Andy Arditi 1 May 2024 22:22 UTC
1 point
0
1. Not sure if it’s new, although I haven’t seen it used like this before. I think of the weight orthogonalization as just a nice trick to implement the ablation directly in the weights. It’s mathematically equivalent, and the conceptual leap from inference-time ablation to weight orthogonalization is not a big one.
2. I think it’s a good tool for analysis of features. There are some examples of this in sections 5 and 6 of Belrose et al. 2023 - they do concept erasure for the concept “gender,” and for the concept “part-of-speech tag.”

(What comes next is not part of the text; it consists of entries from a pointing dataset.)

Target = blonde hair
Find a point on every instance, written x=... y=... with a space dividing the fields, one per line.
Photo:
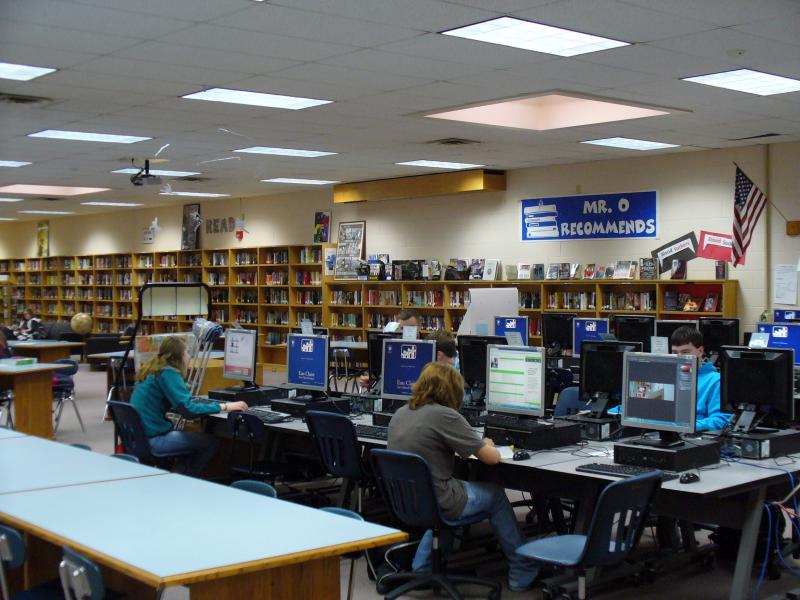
x=439 y=384
x=170 y=354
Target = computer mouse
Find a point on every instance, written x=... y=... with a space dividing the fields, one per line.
x=521 y=455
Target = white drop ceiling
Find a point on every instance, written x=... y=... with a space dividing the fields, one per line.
x=123 y=65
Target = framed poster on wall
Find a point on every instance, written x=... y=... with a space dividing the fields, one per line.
x=349 y=249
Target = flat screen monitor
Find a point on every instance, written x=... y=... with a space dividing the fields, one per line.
x=515 y=380
x=601 y=373
x=635 y=328
x=782 y=335
x=718 y=333
x=658 y=393
x=557 y=331
x=758 y=385
x=403 y=361
x=241 y=353
x=307 y=361
x=587 y=330
x=518 y=324
x=472 y=356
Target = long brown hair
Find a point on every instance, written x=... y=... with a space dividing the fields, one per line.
x=170 y=354
x=439 y=384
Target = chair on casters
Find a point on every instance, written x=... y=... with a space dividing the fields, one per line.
x=64 y=390
x=617 y=524
x=408 y=486
x=134 y=441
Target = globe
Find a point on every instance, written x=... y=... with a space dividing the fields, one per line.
x=81 y=323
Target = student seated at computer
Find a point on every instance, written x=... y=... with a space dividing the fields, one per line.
x=160 y=386
x=431 y=426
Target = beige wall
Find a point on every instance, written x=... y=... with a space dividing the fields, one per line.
x=695 y=192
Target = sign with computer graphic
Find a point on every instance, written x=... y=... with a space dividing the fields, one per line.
x=626 y=215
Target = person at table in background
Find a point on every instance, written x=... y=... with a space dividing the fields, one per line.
x=161 y=385
x=431 y=426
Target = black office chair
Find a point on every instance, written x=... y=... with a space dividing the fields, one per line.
x=617 y=524
x=408 y=487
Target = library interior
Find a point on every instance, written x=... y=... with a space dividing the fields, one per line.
x=446 y=297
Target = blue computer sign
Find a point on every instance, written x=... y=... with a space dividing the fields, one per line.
x=403 y=361
x=783 y=335
x=307 y=361
x=587 y=330
x=502 y=325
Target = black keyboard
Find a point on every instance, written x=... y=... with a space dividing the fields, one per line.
x=616 y=470
x=375 y=432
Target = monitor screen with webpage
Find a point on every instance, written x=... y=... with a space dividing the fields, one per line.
x=515 y=380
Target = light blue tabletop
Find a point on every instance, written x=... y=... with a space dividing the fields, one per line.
x=30 y=463
x=148 y=522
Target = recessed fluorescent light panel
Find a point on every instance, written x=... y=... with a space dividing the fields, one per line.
x=98 y=203
x=630 y=144
x=158 y=172
x=438 y=164
x=527 y=35
x=194 y=194
x=83 y=136
x=555 y=110
x=50 y=190
x=256 y=99
x=22 y=72
x=284 y=152
x=747 y=80
x=299 y=181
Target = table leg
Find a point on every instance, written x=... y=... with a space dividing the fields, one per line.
x=313 y=580
x=740 y=586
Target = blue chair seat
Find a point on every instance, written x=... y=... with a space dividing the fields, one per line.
x=563 y=550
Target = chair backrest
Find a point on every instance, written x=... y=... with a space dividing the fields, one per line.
x=619 y=518
x=569 y=402
x=408 y=486
x=81 y=579
x=131 y=430
x=337 y=443
x=256 y=487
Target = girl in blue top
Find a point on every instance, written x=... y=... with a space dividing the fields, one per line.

My rough mental model is as follows (I don’t really know if it’s right, but it’s how I’m thinking about things):
- Some features seem continuous, and for these features steering in the positive and negative directions work well.
  - For example, the “sentiment” direction. Sentiment can sort of take on continuous values, e.g. −4 (very bad), −1 (slightly bad), 3 (good), 7 (extremely good). Steering in both directions works well—steering in the negative direction causes negative sentiment behavior, and in the positive causes positive sentiment behavior.
- Some features seem binary, and for these feature steering in the positive direction makes sense (turn the feature on), but ablation makes more sense than negative steering (turn the feature off).
  - For example, the refusal direction, as discussed in this post.
So yeah, when studying a new direction/feature, I think ablation should definitely be one of the things to try.